Reflections and predictions by Siarhei Oshyn, Lead Software Engineer (Data Engineering Division) at Godel Technologies

1. Why have data engineering & analytics come so far in the last decade?

The evolution of technology in our lives overall has driven a transformation of business intelligence – the amount of data we have and our abilities to understand it are worlds apart from the state of BI in 2010.

Ten years ago business intelligence services were only really accessible to professionals with specific skills and education. Today, the transformation of BI services has delivered accessibility directly to end-users – many applications are functional and make data interpretation quick and simple.

Data analysis projects also used to be very expensive – lots of hardware and software resources were necessary to work with large amounts of data. There’s been an evolution of pricing models around data storage in the last decade with the rise of cloud, and this alongside the availability of open source solutions means that it is a lot cheaper to conduct BI work today.

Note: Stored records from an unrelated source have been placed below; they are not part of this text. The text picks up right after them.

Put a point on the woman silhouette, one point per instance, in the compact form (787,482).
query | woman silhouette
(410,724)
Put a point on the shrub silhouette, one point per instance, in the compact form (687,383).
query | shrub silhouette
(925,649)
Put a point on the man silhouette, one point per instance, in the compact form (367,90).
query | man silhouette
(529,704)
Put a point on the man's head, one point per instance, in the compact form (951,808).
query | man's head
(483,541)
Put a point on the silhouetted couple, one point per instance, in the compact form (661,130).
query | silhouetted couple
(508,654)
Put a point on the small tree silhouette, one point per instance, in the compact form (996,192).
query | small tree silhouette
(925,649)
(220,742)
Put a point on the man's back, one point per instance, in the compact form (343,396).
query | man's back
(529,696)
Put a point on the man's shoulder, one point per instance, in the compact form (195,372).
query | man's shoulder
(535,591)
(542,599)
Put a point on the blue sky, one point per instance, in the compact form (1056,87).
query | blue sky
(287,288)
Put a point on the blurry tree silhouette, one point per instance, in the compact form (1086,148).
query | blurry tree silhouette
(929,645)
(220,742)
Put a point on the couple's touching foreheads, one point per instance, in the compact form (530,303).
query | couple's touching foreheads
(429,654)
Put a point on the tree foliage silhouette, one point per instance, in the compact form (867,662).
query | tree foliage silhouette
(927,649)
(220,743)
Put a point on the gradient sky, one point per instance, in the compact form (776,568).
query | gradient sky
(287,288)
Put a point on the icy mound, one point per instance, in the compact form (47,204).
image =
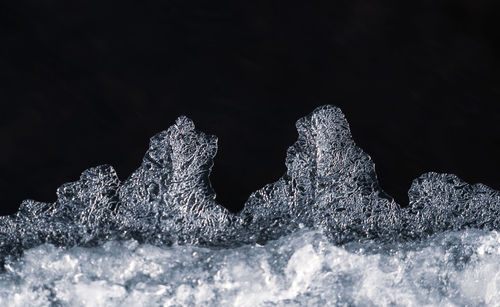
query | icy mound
(302,269)
(330,185)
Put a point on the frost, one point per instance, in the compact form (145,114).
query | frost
(330,185)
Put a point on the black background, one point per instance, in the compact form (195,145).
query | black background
(86,83)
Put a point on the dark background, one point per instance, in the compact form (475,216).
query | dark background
(86,83)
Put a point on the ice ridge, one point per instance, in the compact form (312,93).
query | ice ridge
(330,185)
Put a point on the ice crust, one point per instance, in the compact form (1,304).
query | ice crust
(330,186)
(302,269)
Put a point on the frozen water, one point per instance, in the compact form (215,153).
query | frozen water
(330,185)
(324,233)
(302,269)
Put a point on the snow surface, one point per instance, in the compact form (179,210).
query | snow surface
(302,269)
(325,233)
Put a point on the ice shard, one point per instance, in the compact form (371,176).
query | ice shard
(330,185)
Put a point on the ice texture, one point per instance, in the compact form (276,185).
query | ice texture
(301,269)
(330,185)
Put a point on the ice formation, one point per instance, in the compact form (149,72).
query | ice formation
(330,186)
(323,234)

The digital transformation of our lives is providing vast amounts of data sources that didn’t exist before. Daily experiences – shopping, travel, exercise – generate data points that businesses can analyse to build a 360-degree view of individuals that is defined and evidenced, and they can do this in house rather than conducting expensive surveys or relying on intuition.

2. What should business intelligence developers do to stay ahead of customer expectations?

Today data engineers and BI developers have a bigger toolkit than ever – the resources and data sources easily available make business intelligence a discipline full of opportunity. It is a great idea for people in other disciplines – development, testing, or even roles outside of technology like marketing – to learn how to use business intelligence software and understand data more easily. There are many courses available online to achieve this.

Data engineering tasks are often quite domain-specific, so data engineers should gain a close understanding of the domain they are working in – it could be anything from fraud prevention to loyalty programmes. Alongside this, they should endeavour to have a cross-domain skillset so that they can apply their skills to different work. Above all learning technologies that can support business intelligence – artificial intelligence, machine learning, how the internet of things works – are all helpful.

3. What are your future predictions for data engineering and analytics?

Business intelligence today is very available to businesses, and based on this trajectory I think in the next decade it will only continue to become more accessible. Artificial intelligence is getting better and eventually, it will be a helpful asset from an advisory position to business intelligence solutions.

My crazy prediction is the unification of data – one digital space. So for example, I have a smartphone app and I’ve added some information about myself to it. This data goes into a digital space so that when I walk into a coffee shop the waiter knows in advance my favourite order because each device is connected and sharing information. It could even go as far to predict what I like – a suggestion of a new drink that I’d probably like but wouldn’t necessarily order.

I would say that this is far in the future because there are a lot of tricky factors to it – like who controls the data – the state, a private company or is it a community solution? Maybe this is in 2050, but that’s not so far away!